We'd recommend starting out slowly and gently. Reach out towards your dog, and offer them a treat while doing so. Repeat this little pairing until your dog actively looks for the treat when it sees you reaching out. After this, you can touch them – and feed them the treat. You can then build up the process in this way, each time getting a little closer to actually lifting them, and making sure that each stage has some happy associations.
When you are ready to carry out the lift, it's a good idea to add in a spoken cue. You might, for example, use the command "Up". Of course, that command may already mean something to your dog – such as "jump up". In this case, try a different word or gesture. "Lift" might do the job!
As you use this cue, you can start to put some very gentle upward pressure onto their body – followed by another treat. As you repeat this process, watch to see if your dog is anticipating your actions. They may move into your open hands when you lower them ready for the lift, for example, and/or boost themselves up ready when they see or hear the "Lift" cue.
Once these responses are happening all the time, your dog has made the connection and is willingly helping in the process. And that should be your aim, with lifting and with anything else that you want to achieve with your pet: they should be happy, willing participants in whatever you are doing together.
Now you have established this procedure, you need to stay committed to it. Each time you say "Lift!", look out for a signal that your pup is ready and happy to be picked up.

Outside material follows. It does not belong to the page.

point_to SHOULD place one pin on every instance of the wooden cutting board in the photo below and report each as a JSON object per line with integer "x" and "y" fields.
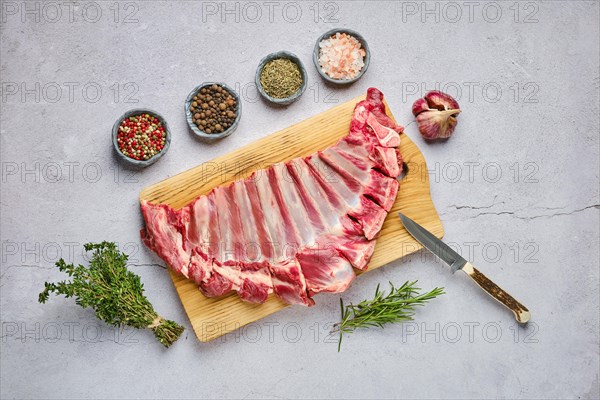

Once you get that signal, go ahead.
However, if you don't see the sign, stop: they are either not ready to be picked up, or not comfortable in some way. Wait, take up a new position if appropriate, and try again – never force your pet into something they don’t want to do.
Be patient and gentle – and use alternatives where possible
Some dogs will flatly refuse to be picked up. In this case, you should always fall back on one of the alternatives to lifting that we discussed above. And the lifting itself should only be done in an absolute emergency – if your pup is injured, for example, and must be rushed to the vets.
In these cases, do the pick-up as gently and carefully as you can, and follow the steps we listed at the top of the article. Later, you can go back and try to refresh the training.